MorvanZhou/pytorch-A3C

How come different performance?

tessavdheiden opened this issue · 5 comments

Hi Morvan,

Why do I get totally different performance (see file attached)?

Best,
Tessa
a3c_continious

Hi,

How about changing the 'UPDATE_GLOBAL_ITER' more than 5?

It was helpful to me and I got following performance with UPDATE_GLOBAL_ITER=10.

image

Hi, but when I ran this code, the moving average reward is always below -1000 for the continuous situation, do you know what kind of problem it could be? (the 'UPDATE_GLOBAL_ITER' has already been set to 10) The performance of the discrete situation is very bad as well.

Hi,

Here is another trial.

Try 'torch.nn.utils.clip_grad_norm_(lnet.parameters(), 20)' in utils.py

image

It helped me to reduce performance differences.

Hi,

Here is another trial.

Try 'torch.nn.utils.clip_grad_norm_(lnet.parameters(), 20)' in utils.py

image

It helped me to reduce performance differences.

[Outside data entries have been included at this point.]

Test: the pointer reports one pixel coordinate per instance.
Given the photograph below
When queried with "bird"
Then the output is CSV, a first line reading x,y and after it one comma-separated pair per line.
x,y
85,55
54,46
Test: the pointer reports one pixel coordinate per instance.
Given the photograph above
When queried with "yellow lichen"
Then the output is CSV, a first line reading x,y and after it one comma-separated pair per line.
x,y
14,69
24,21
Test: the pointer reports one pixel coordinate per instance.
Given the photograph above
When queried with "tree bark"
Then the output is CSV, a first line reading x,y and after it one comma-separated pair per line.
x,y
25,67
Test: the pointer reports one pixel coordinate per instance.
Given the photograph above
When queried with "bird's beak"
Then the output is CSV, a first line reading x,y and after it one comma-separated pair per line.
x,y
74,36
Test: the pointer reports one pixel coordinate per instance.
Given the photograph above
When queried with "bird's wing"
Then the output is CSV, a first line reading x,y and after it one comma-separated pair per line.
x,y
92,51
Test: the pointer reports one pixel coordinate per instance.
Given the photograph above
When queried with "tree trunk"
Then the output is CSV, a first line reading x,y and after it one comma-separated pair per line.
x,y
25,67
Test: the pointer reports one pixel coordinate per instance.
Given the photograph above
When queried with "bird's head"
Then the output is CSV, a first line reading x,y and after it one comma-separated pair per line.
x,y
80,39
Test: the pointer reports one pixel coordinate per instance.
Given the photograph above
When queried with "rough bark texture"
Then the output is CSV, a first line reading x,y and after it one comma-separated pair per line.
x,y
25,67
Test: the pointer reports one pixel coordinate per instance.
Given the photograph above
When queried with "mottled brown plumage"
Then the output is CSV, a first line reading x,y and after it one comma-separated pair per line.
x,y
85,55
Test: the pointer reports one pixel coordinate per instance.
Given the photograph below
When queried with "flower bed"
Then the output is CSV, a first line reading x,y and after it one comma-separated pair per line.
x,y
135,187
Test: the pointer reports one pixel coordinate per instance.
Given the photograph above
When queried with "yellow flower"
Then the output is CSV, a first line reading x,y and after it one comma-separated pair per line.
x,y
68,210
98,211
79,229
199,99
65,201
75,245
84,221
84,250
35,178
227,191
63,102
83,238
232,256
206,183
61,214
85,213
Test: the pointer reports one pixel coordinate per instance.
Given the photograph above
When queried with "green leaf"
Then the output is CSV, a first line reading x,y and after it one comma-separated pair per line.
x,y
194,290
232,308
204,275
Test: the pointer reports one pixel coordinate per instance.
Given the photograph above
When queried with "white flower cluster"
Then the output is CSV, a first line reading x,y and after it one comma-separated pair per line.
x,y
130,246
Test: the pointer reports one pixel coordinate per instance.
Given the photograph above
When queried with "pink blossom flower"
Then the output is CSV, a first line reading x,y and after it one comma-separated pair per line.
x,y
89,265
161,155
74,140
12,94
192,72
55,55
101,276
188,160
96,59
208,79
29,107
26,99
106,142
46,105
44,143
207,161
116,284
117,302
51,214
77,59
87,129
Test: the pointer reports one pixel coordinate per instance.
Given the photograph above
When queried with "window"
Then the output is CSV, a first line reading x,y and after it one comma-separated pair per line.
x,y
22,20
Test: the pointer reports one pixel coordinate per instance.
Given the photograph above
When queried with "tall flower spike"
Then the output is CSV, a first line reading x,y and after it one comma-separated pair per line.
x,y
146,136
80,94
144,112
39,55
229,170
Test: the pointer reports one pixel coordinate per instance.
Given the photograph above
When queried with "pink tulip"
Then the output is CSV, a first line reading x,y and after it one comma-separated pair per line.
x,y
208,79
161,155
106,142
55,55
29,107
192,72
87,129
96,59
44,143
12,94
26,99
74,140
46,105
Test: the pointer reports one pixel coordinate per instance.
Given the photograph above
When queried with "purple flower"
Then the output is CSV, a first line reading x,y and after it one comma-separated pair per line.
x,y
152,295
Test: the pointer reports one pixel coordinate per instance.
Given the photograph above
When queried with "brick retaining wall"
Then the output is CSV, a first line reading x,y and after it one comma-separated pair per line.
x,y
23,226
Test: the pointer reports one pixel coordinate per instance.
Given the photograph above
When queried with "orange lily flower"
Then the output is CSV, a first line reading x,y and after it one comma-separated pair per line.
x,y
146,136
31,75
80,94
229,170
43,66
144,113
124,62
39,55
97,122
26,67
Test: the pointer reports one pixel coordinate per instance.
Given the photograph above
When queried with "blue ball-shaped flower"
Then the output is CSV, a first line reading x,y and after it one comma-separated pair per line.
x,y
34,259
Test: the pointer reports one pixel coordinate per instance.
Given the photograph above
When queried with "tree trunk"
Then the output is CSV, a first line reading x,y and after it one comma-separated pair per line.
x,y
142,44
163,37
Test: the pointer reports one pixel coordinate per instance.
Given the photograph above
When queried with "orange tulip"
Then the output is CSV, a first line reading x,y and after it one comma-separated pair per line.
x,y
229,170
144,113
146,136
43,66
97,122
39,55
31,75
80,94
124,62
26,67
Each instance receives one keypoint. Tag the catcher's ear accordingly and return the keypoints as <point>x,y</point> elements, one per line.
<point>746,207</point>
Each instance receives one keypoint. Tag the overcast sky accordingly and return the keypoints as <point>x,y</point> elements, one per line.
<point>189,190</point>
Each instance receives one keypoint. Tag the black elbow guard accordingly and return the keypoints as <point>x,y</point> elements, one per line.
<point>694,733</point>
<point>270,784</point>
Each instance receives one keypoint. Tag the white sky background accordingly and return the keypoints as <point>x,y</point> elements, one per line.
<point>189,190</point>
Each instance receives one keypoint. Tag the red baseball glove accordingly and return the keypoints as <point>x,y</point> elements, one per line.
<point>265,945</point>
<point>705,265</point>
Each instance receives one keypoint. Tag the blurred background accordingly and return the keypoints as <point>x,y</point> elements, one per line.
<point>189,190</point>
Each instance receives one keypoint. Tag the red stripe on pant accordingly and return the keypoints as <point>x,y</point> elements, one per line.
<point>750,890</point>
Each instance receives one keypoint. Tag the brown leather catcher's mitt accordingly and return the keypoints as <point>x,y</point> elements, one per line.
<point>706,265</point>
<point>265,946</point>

Thank you! I'll take a try.

Hi,

Here is another trial.

Try 'torch.nn.utils.clip_grad_norm_(lnet.parameters(), 20)' in utils.py

image

It helped me to reduce performance differences.

Hi,I meet a trouble when I train another A3C.
After some time, all the networks always output the same action.
I tried the "torch.nn.utils.clip_grad_norm_(lnet.parameters(), 20)", it doesn't work.
It may be that during the training process, the network tries many times, but does not reap the reward.
Do you have any ideas about this problem?